Nvidia's RTX 5070 continues to disappoint

Nvidia's new RTX 50 series has been plagued with problems.

The best thing about the RTX 5070 is that people aren't reporting widespread problems with them, unlike the 5070 Ti, 5080 and 5090 variants. Those cards are all missing render units. The 5070 just doesn't shine in any way, shape or form. You might buy this video card if nothing else in your price point is available, and the new AMD RX9070 is a flop. The melting cables were interesting too.

Now that it's here, it's hard to classify the RTX 5070 as anything other than a disappointment. It's just barely, by the skin of its figurative teeth, faster than the 4070 Super for the same $549 MSRP as the regular 4070. This technically makes it an improvement, along with support for multi-frame generation. But this nearly imperceptible performance improvement comes with a 13.5 percent increase in power consumption under load, which seems like a bad trade-off any way you cut it.

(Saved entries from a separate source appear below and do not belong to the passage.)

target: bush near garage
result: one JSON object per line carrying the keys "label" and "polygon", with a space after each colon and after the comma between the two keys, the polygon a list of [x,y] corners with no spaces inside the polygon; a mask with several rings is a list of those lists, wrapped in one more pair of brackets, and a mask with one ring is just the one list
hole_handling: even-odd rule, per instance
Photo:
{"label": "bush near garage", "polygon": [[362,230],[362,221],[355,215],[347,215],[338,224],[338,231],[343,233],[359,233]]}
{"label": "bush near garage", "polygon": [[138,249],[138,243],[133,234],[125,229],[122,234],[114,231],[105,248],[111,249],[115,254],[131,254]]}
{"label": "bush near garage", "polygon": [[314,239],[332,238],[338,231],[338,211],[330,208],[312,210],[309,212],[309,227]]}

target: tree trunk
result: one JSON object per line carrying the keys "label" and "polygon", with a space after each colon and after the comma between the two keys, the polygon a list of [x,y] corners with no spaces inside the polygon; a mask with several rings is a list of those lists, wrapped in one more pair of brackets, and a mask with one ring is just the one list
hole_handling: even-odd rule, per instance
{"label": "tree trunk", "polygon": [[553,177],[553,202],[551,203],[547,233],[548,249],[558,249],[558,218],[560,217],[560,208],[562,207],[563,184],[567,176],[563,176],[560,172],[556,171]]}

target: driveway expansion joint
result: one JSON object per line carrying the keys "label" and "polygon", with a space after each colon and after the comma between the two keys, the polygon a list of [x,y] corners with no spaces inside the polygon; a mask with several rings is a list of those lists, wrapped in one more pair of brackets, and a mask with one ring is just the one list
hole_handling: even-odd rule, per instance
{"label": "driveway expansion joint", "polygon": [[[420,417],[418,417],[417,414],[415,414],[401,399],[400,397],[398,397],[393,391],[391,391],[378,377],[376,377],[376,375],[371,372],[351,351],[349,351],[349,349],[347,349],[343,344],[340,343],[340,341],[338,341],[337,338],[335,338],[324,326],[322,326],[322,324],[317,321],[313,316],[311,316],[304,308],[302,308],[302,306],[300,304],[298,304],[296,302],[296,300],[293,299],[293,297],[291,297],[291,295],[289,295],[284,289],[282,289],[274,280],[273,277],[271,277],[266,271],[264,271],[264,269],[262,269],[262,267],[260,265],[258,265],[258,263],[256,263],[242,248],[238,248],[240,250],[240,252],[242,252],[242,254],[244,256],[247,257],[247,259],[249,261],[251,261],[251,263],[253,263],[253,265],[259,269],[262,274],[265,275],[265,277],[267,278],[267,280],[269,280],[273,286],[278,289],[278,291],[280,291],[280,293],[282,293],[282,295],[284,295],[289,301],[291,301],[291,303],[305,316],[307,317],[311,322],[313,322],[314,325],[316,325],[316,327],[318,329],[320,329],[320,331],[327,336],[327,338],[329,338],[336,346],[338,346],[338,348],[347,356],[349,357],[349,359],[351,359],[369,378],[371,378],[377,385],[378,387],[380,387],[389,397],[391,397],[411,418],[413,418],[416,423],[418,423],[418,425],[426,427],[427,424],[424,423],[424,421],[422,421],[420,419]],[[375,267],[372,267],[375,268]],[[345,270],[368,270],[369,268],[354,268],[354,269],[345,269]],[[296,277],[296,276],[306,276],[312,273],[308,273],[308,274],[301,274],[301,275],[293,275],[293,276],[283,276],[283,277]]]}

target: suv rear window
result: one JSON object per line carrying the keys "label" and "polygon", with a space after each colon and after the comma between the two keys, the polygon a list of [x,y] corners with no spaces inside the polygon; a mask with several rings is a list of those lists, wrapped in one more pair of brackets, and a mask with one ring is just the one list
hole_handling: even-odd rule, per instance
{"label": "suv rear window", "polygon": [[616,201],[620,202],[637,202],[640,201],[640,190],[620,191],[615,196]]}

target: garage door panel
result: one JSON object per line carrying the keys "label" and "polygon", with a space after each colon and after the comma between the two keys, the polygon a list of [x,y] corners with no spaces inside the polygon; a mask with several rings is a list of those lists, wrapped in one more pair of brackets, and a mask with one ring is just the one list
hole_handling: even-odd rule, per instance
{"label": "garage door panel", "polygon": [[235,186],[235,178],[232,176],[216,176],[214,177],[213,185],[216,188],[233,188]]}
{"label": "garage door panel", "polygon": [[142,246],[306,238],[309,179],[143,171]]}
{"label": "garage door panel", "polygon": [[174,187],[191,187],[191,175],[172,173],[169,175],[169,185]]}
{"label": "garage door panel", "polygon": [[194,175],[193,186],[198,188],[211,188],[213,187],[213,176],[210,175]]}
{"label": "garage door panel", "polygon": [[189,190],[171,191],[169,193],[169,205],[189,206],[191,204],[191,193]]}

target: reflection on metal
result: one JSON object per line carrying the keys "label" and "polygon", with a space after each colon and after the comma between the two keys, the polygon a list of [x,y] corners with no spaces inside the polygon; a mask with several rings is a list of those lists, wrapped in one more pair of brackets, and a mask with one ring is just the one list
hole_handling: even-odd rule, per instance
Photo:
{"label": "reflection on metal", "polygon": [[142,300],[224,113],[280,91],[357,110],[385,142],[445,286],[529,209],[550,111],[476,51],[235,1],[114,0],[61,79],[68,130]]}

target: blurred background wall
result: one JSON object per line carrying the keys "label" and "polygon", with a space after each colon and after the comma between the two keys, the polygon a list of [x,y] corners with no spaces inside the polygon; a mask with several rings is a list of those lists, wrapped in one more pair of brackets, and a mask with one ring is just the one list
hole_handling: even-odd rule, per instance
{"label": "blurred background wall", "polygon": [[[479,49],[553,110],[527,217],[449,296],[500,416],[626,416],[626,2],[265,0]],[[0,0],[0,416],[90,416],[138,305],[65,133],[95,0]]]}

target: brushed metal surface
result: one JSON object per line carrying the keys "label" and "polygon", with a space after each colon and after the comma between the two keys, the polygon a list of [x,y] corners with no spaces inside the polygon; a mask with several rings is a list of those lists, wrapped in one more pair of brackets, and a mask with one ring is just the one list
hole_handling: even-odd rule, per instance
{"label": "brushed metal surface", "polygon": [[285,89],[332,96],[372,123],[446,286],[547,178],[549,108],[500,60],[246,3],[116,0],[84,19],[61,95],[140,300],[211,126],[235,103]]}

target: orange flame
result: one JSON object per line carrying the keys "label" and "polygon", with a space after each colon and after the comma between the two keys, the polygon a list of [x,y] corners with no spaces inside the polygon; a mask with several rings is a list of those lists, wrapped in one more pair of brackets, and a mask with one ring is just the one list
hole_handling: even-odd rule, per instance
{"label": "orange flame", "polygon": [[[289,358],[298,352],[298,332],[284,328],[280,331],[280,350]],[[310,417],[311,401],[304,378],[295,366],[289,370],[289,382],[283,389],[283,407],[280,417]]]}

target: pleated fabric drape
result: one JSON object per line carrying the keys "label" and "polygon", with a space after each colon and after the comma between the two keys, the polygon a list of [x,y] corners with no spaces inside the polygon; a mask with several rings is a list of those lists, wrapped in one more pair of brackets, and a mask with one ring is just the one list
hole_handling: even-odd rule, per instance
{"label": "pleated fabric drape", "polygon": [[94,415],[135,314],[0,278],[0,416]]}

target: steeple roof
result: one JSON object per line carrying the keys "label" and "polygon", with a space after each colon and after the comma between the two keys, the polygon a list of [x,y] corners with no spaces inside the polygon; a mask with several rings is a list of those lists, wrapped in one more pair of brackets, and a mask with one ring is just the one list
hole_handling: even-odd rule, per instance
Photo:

The RTX 5070 feels like the kind of product you make when you're not particularly worried about what your competition is doing. The entire 50-series has sort of felt like that so far, between the astronomically high price of the RTX 5090 and the so-so performance improvements for the 5080 and 5070 Ti. But it's different for the RTX 5070 because AMD actually has an answer for it coming soon.

ArsTechnica

The 5070 has too little, too slow RAM for my needs. My two generations old 3090 is still a better card than most of the 50 series, and at 24GB of vram it lets me play around with LLMs without them phoning home.